Nickfromwales Posted 14 hours ago Posted 14 hours ago As you’ve drawn it seems fine, but unless this is a 200mm raft because load bearing intermediate walls are landing on it, then go for more insulation and a thinner slab? I assume you’ve omitted DPM/DPC for simplicity? Lose the cork, and replace with 30mm PIR insulation. Cork is hygroscopic and friable.
Mike Posted 13 hours ago Posted 13 hours ago If there is no DPC in the wall - I'd guess there isn't - then if you block the moisture in the ground from escaping due to impermeable insulation or a DPM, it will tend to escape through the wall where it may cause a build-up of salts in the wall / plaster. I'd therefore be thinking about choosing the right hand side of your sketch but using limecrete in place of concrete. This isn't something that I've been involved with, but there are some pointers & further links at https://www.greenspec.co.uk/building-design/limecrete-floors-for-old-buildings/ You'll also need to convince your BCO.

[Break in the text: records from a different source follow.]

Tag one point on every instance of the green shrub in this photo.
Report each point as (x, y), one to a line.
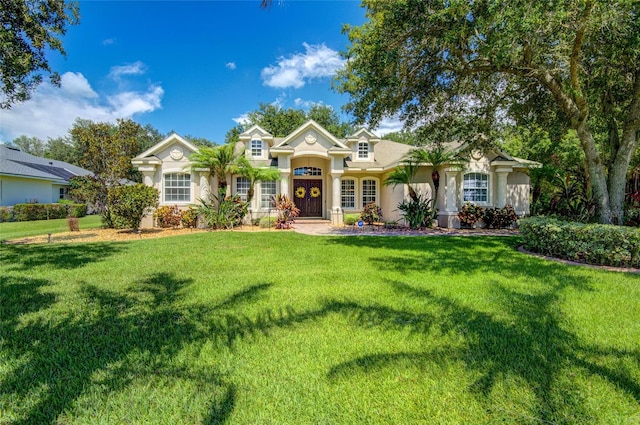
(267, 222)
(588, 243)
(168, 216)
(371, 213)
(469, 214)
(129, 203)
(417, 212)
(499, 218)
(189, 217)
(6, 214)
(351, 219)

saveasteading Posted 11 hours ago Posted 11 hours ago I don't understand your drawing, lovely as it is, because i don't see how the old cottage relates. Or are you digging out the old floor? 1 hour ago, Mike said: You'll also need to convince your BCO. Quite so. You'll need a detailed design from an SE, otherwise the bco will want the new bit built to current regs. 1
Gus Potter Posted 4 hours ago Posted 4 hours ago 9 hours ago, Jess Shannon said: We're building an extension on to an old cottage, stone footings are about 300-350mm below floor level. I do like your idea of foam glass. I've designed using this and in the right application it's fantastic stuff. How ever.. I'm very sceptical about how folk get different work packages and don't coordinate the design. You have to get your head around this. KORE etc are not here to do complex details for you or take on extra design liability, they are there to sell their product. Here is a thing I would want to understand more about. You show the soil under the existing stone wall at an angle of about 45 degrees. If that is clay then it is going to dry out and shrink like fury. If it's gravel then you will disturb it, it may fail suddenly during the build. Also you are reducing the "confining, call that a confining pressure" load above the level of the foundation by introducing lighter weight material. In other words, the soil around the found is to some extent stopped from squeezing upwards by the soil at the moment. But now you are reducing that load. The best advice I can give you is to take on board the concept but think about how the ground is going to behave, builders being rough and so on. There are far too many idealist thermal details on BH and few that understand the soil and how you build off that. You should discuss this with your SE, even if you have to pay them a bit more.